You supply a callable (function, method or callable object); it will be called exactly once for each link in this group and every group below it. Your callable must conform to the signature:

func(<member name>) -> <None or return value>

Returning None continues iteration, returning anything else stops and immediately returns that value from the visit method. No particular order of iteration within groups is guranteed.

Example:

>>> # List the entire contents of the file
>>> f = File("foo.hdf5")
>>> list_of_names = []
>>> f.visit(list_of_names.append)
visititems(func) → None or return value from func

Only available with HDF5 1.8

Recursively visit names and objects in this group and subgroups.

You supply a callable (function, method or callable object); it will be called exactly once for each link in this group and every group below it. Your callable must conform to the signature:

func(<member name>, <object>) -> <None or return value>

Returning None continues iteration, returning anything else stops and immediately returns that value from the visit method.

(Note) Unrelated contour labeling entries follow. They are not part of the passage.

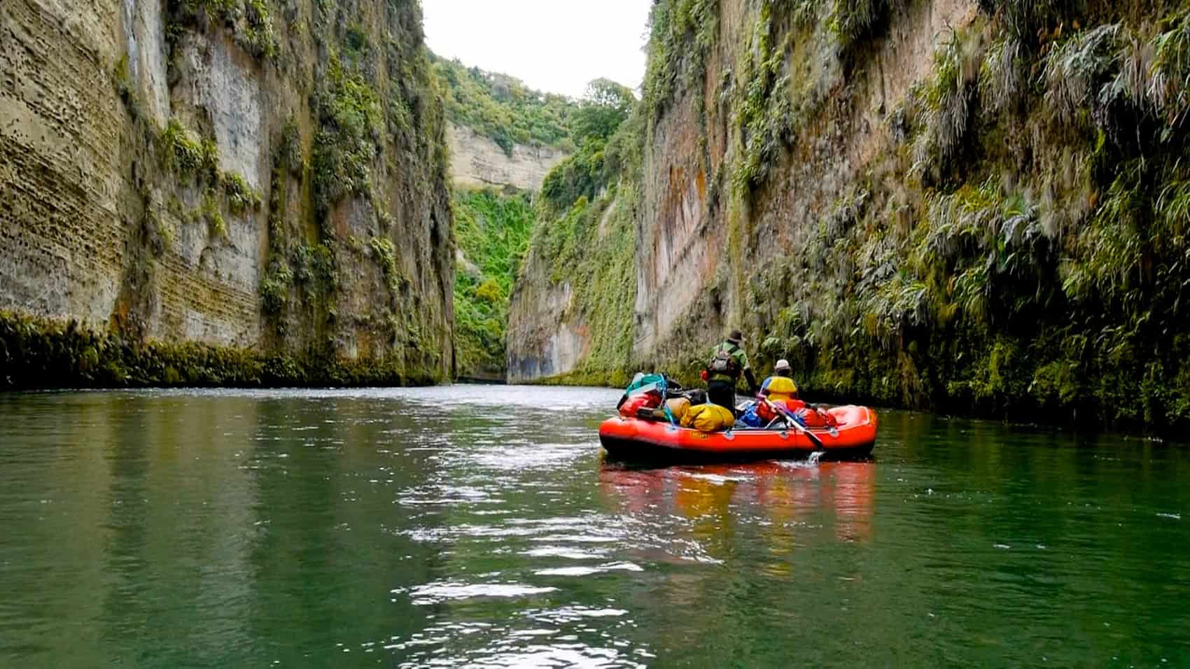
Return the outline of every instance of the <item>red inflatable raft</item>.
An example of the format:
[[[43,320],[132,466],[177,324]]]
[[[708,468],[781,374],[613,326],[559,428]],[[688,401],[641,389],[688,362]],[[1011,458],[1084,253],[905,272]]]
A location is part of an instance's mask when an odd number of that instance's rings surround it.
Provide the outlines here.
[[[838,420],[834,430],[810,427],[822,448],[819,449],[800,430],[734,429],[724,432],[700,432],[657,420],[608,418],[600,425],[599,439],[615,459],[670,461],[750,461],[808,457],[823,450],[823,458],[851,459],[868,457],[876,445],[876,412],[862,406],[827,409]]]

No particular order of iteration within groups is guranteed.

Example:

# Get a list of all datasets in the file
>>> mylist = []
>>> def func(name, obj):
...     if isinstance(obj, Dataset):
...         mylist.append(name)
...
>>> f = File('foo.hdf5')
>>> f.visititems(func)
__len__()
Number of group members
__iter__()
Yields the names of group members
__contains__(name)
See if the given name is in this group.
keys()
Get a list of member names
iterkeys()
Get an iterator over member names. Equivalent to iter(group).
values()
Get a list with all objects in this group.
itervalues()
Get an iterator over objects in this group
items()
Get an list of (name, object) pairs for the members of this group.
iteritems()
Get an iterator over (name, object) pairs for the members of this group.
get(name, default)
Retrieve the member, or default if it doesn't exist.